We are to especially to remember the offices of Christ and the vicarious and substitutionary nature of His death.
We are also to remember that unless the Holy Spirit brings the merits and efficacy of the shed blood of Christ into our own lives, our profession would be in vain. “Which were born not of blood, nor of the will of the flesh, nor of the will of man, but of God.” (John 1:13). Affirm that Christ alone can be our Sacrifice and Saviour, our Surety and Mediator in the redemption of our soul.

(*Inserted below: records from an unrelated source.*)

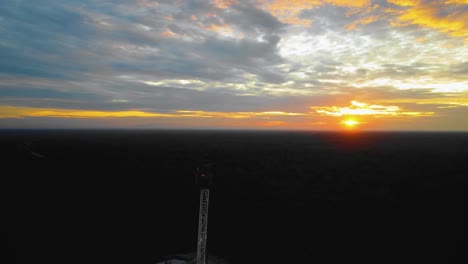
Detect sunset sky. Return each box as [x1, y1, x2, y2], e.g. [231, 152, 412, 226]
[0, 0, 468, 131]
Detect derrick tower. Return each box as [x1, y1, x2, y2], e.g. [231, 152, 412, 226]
[196, 163, 213, 264]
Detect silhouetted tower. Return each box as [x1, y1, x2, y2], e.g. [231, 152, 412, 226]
[196, 163, 213, 264]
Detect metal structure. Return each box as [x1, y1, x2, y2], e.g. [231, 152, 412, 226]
[196, 163, 213, 264]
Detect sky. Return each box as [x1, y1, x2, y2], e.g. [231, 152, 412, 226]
[0, 0, 468, 131]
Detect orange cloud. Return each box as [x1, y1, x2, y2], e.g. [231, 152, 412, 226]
[311, 101, 434, 117]
[212, 0, 238, 9]
[385, 0, 468, 38]
[266, 0, 371, 26]
[0, 106, 305, 119]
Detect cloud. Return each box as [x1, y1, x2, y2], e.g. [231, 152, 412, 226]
[311, 101, 435, 117]
[386, 0, 468, 38]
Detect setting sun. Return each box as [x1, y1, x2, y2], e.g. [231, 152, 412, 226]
[341, 119, 360, 128]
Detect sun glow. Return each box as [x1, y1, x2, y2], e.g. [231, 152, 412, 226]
[341, 119, 360, 128]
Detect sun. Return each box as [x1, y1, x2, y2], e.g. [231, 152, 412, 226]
[341, 119, 360, 128]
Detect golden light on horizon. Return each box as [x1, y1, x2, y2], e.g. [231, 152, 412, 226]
[341, 119, 361, 128]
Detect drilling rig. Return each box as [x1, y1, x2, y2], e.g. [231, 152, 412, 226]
[196, 162, 213, 264]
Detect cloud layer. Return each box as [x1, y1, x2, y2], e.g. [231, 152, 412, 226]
[0, 0, 468, 130]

For Jesus alone is “the way, the truth and the life: no man cometh unto the Father but by me” (John 14:6). Acknowledge that we are judicially justified in the sight of the righteous God because of the full obedience and the satisfaction of Christ; wherefore we come before Him altogether without any of our own merits and advantages; for “all our righteousness are as filthy rags” (Isaiah 64:6b).
We come because of the power of Christ’s precious blood avails for the vilest sinner who would but return in penitence.
The third aspect of the covenant involves our dedication and devotion. Herein we pledge our utmost loyalty and fidelity to the eternal God regardless of the circumstances and cost.
We are to be faithful unto Him unto death.
This must be practically spelt out, for consecration to God is not merely an oral exercise but a down to earth working out both in the public and private dimensions of the spectrum of our lives.
When we make resolutions, vows and pledges here, we must be unequivocal and single-eyed albeit trusting upon the grace of Christ to enable us to fulfill what we have willed.
It is perhaps good to elaborate here lest we tend to lapse into forgetfulness in the course of time the sacred responsibilities, duties and obligations.
It may be judicious for us to identify those impediments and difficulties that could hamper the whole hearted performance of our obedience to the Word of God and then state, if necessary, those contingencies and preemptive measures to counter them. Perhaps it may be fitting to end the covenant thanking God for all the covenantal blessings and the means of grace that we so wonderfully enjoy.
We do not rest assured in them but we ought to press these advantages to the salvation of our own souls.
In a day where there is a famine of God’s Word and when professors take the Name of God in vain and trifle with sacred things, derogating His authority and power, despising His servants, slighting His bride the church, it is good for us to let the words of our Lord work out in us a sense of trepidation and urgency, “For many are called but few are chosen.”(Matthew 22:14).
Wherefore we must write out our covenant so that we may entreat the gracious God not only that we might not be just called but, by the multitude of His tender mercies and by His lovingkindness, we might be chosen as well.
The whole covenant must therefore be constituted in the spirit of imploration.
For all our renunciation, acceptance and dedication come to nought if the sovereign God would not consecrate and seal our covenant.
For though God would reject us, yet still He is righteous and just.
Wherefore let none be presumptuous as they undertake this most solemn project. Let him rather immerse himself in earnest prayer desiring God to be gracious to him.
May the blessing of God follow your response to this challenge.